Dat LinkedIn mij aanmoedigt om mensen te feliciteren vind ik een logische gedachte wanneer ik de missie van het bedrijf lees: ‘Professionals van over de hele wereld met elkaar in contact te brengen, zodat ze productiever en succesvoller kunnen zijn.’ Hoewel ik grote vraagtekens zet bij de oprechtheid van mijn felicitatie, zorgt het er wel voor dat ik contact maak met mijn medestudent. Maar een kant en klaar bericht waarmee ik niets meer hoef te doen dan op de knop ‘Verzenden’ te klikken breekt alles. Het laatste stukje oprechtheid in een al niet oprecht bericht is door deze stap verdwenen.

Slaan we door in onze drang om alles makkelijker en efficiënter te maken? Of is dit de manier waarop technologie zich nou eenmaal ontwikkelt?

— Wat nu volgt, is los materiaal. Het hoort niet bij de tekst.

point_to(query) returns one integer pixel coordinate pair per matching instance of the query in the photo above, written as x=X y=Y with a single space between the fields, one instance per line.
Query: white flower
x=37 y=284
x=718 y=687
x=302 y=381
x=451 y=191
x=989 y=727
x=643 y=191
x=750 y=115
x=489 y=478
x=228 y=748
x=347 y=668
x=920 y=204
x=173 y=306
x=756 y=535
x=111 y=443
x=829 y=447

Door de introductie van de e-mail versturen we immers ook geen postkaart meer.
Zelf ben ik bang dat dit soort implementaties ervoor zorgen dat onze communicatie niets meer waard is dan de inspanning van één duim beweging.
“Als allen zich verenigen om op alle mogelijke manieren alles makkelijker te maken, dan blijft er nog maar één gevaar over, namelijk het het gemak zo groot wordt dat het te makkelijk wordt; dan blijft er slechts één gemis over — of we dat nu al voelen of niet — het gemis van de moeilijkheid.”